Auch Professor Radbruch wurde dem Admiral vorgeführt. Der Justizprofessor hielt dem Stationschef vor, daß sich die Marine und also auch die Ostseestation illoyal gegenüber der verfassungsmäßigen Regierung verhalte, bekam darauf aber nur jene Ausrede zur Antwort, die er


Gustav Radbruch
in den nächsten Tagen noch bis zum Überdruß von Marineoffizieren hören sollte: Wir treiben keine Politik, wir sorgen nur für Ruhe und Ordnung. Und die Auflehnung verfassungstreuer Kräfte gegen den Putschisten Kapp bedeutete für diese angeblich so unpolitischen Herren eben nichts als Unruhe und Unordnung.

"Herr Professor, Sie haben sich zum Kommandanten meines Arsenals gemacht", schimpfte der Admiral. "Die Arbeiter haben sich in ungesetzmäßiger und unzulässiger Weise der Waffen bemächtigt."
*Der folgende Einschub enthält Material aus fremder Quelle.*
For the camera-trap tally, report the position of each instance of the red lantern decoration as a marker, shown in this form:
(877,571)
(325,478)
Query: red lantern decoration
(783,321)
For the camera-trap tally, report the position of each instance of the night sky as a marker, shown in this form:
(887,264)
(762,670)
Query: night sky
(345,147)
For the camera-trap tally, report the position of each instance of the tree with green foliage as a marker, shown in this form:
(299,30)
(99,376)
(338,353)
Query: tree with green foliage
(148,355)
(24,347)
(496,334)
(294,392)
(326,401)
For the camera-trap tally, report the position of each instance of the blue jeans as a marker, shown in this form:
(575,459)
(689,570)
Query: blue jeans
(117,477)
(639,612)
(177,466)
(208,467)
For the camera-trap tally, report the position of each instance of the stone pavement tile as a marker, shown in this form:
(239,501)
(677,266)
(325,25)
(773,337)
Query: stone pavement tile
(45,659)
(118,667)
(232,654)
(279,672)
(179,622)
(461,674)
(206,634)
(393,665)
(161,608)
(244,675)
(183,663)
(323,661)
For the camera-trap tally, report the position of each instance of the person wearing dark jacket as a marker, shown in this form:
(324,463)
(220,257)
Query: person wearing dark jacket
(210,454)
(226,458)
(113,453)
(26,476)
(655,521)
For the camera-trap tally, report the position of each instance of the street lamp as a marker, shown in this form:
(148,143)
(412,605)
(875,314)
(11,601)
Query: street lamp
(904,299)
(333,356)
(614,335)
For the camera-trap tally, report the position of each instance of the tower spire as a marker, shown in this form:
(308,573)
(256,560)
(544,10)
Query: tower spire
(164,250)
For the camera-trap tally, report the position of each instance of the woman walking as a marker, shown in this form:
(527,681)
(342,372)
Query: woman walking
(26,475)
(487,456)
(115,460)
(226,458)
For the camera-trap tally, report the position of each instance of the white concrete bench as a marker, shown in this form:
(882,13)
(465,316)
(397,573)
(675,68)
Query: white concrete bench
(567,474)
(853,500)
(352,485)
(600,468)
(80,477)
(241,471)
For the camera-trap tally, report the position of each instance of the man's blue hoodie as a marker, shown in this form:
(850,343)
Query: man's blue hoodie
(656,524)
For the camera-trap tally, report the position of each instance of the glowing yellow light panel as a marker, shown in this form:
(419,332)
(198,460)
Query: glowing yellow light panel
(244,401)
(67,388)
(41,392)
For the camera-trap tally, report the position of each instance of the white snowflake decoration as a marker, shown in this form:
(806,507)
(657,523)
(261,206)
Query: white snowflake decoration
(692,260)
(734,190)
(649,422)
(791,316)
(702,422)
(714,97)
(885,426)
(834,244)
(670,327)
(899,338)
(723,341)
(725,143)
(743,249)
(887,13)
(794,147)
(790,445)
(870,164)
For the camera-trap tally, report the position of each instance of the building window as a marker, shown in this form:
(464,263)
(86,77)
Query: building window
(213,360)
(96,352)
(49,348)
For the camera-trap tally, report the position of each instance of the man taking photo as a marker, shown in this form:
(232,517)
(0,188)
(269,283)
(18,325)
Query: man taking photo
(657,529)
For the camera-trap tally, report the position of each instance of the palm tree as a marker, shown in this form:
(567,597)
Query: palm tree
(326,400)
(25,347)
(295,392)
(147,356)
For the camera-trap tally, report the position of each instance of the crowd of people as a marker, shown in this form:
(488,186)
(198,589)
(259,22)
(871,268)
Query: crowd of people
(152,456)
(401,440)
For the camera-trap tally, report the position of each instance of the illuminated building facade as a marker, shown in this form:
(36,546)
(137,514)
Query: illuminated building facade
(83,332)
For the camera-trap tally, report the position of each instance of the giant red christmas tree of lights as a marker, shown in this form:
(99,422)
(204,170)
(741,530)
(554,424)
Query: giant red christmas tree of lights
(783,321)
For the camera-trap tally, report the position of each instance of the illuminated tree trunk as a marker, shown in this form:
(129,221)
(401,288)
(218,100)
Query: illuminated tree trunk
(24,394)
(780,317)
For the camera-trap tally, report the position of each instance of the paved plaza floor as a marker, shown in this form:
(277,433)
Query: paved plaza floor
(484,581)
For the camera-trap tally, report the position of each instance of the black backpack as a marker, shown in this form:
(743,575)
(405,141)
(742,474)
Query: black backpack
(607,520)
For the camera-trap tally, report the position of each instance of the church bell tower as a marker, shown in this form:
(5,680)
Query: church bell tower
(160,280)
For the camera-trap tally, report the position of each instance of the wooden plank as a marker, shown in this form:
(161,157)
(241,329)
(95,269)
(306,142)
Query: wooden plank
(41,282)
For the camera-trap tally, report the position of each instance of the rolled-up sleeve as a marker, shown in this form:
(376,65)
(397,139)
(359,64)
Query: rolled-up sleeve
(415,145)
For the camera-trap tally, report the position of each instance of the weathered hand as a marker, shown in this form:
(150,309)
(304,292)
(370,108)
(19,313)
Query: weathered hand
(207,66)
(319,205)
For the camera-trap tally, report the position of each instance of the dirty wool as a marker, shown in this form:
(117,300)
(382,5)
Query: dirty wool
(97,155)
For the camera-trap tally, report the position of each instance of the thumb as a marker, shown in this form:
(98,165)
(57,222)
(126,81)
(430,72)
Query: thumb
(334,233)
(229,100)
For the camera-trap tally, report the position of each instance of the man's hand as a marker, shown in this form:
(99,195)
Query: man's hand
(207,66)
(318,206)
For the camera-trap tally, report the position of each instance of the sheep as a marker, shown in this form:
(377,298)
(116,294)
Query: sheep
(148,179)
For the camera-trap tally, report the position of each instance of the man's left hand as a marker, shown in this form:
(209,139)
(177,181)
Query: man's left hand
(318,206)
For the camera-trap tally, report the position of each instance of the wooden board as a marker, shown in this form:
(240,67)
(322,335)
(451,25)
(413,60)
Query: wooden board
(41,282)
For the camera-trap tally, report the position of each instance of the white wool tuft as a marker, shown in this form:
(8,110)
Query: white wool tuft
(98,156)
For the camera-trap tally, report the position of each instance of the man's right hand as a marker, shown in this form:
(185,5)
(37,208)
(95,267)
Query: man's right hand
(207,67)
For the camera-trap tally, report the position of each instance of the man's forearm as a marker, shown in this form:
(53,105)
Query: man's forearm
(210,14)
"Nachdem sich die jetzige Regierung in ungesetzmäßiger und unzulässiger Weise der Herrschaft bemächtigt hat", gab der Professor bissig zurück.

Aber Levetzow ließ sich auf politische Diskussionen nicht ein und herrschte seinen Gefangenen an: "Verlassen Sie mein Zimmer, Herr Professor, Sie sind verhaftet."

Wer immer in diesen Tagen den Admiral fragte, ob er nun zur neuen Regierung Kapp oder zur alten verfassungsmäßigen Regierung Bauer halte, dem antwortete er: "Schalten Sie doch die Parole alte und neue Regierung aus. Diese Frage wird doch hier nicht in unserer Provinzecke entschieden, das wollen wir den Herren in Berlin überlassein. Ob Max oder Moritz den Ministersessel drückt, kann mir sehr gleichgültig sein. Wir haben uns lediglich an die Befehle der Admiralität zu halten." Inzwischen aber tat Magnus von Levetzow alles, um den neuen Berliner Herren in seiner "Provinzecke" den Boden zu bereiten. Er

  • setzte kurzerhand - "kraft meiner vollziehenden Gewalt" - den als reaktionär verschrienen früheren Kieler Oberbürgermeister Lindemann auf den Stuhl des Oberpräsidenten;
  • sperrte den rechtmäßigen Oberpräsidenten Kürbis (SPD) ein;
  • ließ dem erkrankten sozialdemokratischen Polizeipräsidenten Poller, der ihm zu viel telefonierte, "die Strippe durchschneiden";
  • sorgte dafür, daß Flugblätter der Kapp-Regierung verteilt oder von Flugzeugen abgeworfen wurden;
  • schickte dem kappistischen Bürgermeister von Eckernförde zwei Torpedoboote zu Hilfe gegen die aufgebrachten Arbeiter; und
  • verbot alle Kieler Zeitungen, versuchte aber gleichwohl, den Journalisten auf einer Pressekonferenz Erfolgsberichte der Kapp-Regierung schmackhaft zu machen - Berichte, von denen er später selber sagte, er habe sie schon damals als "Lügenmeldungen" durchschaut.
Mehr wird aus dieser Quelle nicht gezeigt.